The cost of borrowing dollars, euros and sterling on frozen international money markets jumped on Tuesday, driven by renewed falls in banking stocks, deepening financial turmoil in Iceland and Europe's so-far fruitless efforts to stem the spreading crisis.
The British Bankers Association's daily fixing of London interbank offered rates (Libor) for the three currencies rose across all maturities, from overnight lending out to one year. The premium over anticipated borrowing costs, a key measure of financial market strain, also rose to historically high levels.
Three-month euro Libor was fixed at an all-time high of 5.37125 percent, overnight sterling Libor soared 76 basis points and overnight dollars were fixed at almost double the Federal Reserve's 2 percent target rate. Earlier on Tuesday, the European Central Bank's auction of $50 billion in overnight funds was allotted at a marginal rate of 6.75 percent.
Money market participants said collateralised lending beyond one week was negligible, while there was almost no unsecured lending at all for periods beyond overnight. The latest freeze in the money markets came as shares in Royal Bank of Scotland had plunged as much as 40 percent in the morning, Iceland's financial system sank deeper into the mire and European finance ministers met in Luxembourg to discuss how to respond to the crisis.
"Having major banks down 40 percent isn't going to help money markets without government intervention," said Meyrick Chapman, rates strategist at UBS in London. "It's been clear for at least a week that we need government intervention. Otherwise we are in even more trouble."

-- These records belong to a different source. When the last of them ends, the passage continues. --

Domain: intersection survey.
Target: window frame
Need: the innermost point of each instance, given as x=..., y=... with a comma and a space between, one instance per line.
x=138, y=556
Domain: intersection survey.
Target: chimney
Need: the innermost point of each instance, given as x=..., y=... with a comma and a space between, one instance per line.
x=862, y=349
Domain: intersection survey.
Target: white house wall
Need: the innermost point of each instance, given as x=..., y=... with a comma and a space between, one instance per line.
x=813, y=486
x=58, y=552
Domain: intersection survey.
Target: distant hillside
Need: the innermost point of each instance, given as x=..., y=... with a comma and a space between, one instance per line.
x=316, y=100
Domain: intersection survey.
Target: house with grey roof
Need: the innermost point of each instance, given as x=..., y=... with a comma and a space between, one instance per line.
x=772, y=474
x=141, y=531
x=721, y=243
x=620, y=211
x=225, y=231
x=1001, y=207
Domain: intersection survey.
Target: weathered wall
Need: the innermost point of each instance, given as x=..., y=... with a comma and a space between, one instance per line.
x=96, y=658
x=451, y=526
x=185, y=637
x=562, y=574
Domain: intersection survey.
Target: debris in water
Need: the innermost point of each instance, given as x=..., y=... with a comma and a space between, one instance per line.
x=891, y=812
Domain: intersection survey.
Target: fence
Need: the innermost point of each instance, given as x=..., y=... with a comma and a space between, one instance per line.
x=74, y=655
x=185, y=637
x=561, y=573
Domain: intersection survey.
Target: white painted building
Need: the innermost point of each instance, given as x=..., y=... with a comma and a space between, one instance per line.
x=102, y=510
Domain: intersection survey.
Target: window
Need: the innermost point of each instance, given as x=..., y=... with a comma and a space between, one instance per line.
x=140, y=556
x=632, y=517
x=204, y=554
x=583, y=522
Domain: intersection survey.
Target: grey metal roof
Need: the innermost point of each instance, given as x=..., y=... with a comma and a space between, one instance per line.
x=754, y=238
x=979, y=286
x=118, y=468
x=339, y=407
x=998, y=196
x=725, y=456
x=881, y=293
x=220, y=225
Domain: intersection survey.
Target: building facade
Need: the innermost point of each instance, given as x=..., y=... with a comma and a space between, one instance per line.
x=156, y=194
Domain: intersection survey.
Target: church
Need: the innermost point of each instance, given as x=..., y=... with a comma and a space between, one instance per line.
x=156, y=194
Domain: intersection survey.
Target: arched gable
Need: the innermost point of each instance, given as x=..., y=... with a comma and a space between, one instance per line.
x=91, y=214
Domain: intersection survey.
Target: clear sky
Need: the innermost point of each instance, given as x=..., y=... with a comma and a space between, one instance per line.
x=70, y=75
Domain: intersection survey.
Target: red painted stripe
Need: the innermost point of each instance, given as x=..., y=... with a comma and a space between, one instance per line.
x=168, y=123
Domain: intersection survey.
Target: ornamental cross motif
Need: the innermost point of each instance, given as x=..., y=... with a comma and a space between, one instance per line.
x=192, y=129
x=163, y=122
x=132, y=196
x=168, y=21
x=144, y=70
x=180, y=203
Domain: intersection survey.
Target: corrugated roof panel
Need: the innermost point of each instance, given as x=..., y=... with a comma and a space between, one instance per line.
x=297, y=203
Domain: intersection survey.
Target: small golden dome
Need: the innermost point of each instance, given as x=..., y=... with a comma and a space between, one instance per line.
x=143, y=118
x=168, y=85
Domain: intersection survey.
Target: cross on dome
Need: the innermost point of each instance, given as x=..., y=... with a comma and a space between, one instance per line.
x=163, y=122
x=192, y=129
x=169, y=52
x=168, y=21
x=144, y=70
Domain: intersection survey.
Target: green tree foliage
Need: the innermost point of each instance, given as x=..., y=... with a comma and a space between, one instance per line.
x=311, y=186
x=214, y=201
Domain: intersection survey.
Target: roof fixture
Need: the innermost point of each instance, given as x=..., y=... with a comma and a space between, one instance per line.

At the BBA Libor fixing on Tuesday, Libor/OIS spreads - the difference between Libor and anticipated central bank rates as measured by average Overnight Index Swaps - hit new highs. The widening of these spreads was in part down to the rise in Libor but also down to the growing expectations in financial markets that the US, euro zone and UK central banks will soon cut interest rates, possibly even in unison.
The Reserve Bank of Australia stunned markets on Tuesday, slashing rates by a full percentage point to 6 percent, double the expected degree of easing and the biggest cut since 1992.
The once-a-day Libor fix only shows indicative rates and no necessarily the exact levels banks are lending to each other. But it's a global reference point for trillions of dollars of contracts for financial, corporate and household borrowing.
Even another round of central bank money market operations in Europe on Tuesday, a day after the US Federal Reserve expanded its liquidity provisions, failed to prevent overnight lending rates from rising well above official targets. By and large, lending virtually ground to a halt and calls for more effective policy response across the globe - particularly from Europe - grew louder.
Shares in RBS tumbled following a credit rating downgrade from Standard & Poor's on Monday and rising speculation public funds will be needed to recapitalise the bank. At talks between the UK Treasury and leading British banks late Monday, the injection of public funds into the battered banks was discussed. But RBS on Tuesday denied it asked the government for capital.
The global financial crisis engulfed Iceland, where financial authorities took over the country's second largest bank and the currency plunged but then rebounded on news Russia will provide Iceland with a 4 billion euro loan. The banking sector whirlwind intensified as EU finance ministers met to map out their response, which could include a sharp hike in the minimum levels of deposits guaranteed across all 27 member nations.
"Effective European measures appear as distant as ever. And even if markets would force governments' hands quicker, it is difficult to see how year-end funding may improve. To the contrary," wrote Dresdner Kleinwort strategists in a note. In terms of central bank policy responses to the crisis, however, European monetary authorities acted more firmly.
The European Central Bank and Bank of England offered a combined $60 billion in overnight dollar funds. But reflecting the interbank strains even at the short end, the ECB allotted its $50 billion of funds at a marginal rate of 6.75 percent. The BoE also auctioned 40 billion pounds of three-month funds and the ECB carried out a weekly one-week tender of 250 billion euros.
On Monday, the US Fed offered up to $900 billion in end-of-year lending in a bid to ease term funding pressures. But more than temporary liquidity injections is needed to deliver a lasting reduction in money market rates and spreads. "Ultimately, in spite of the central banks efforts around the globe, it is confidence - not temporary cash injections - in the system that will cure the market's illness over the long run," said Calyon rates strategists in a client note on Tuesday.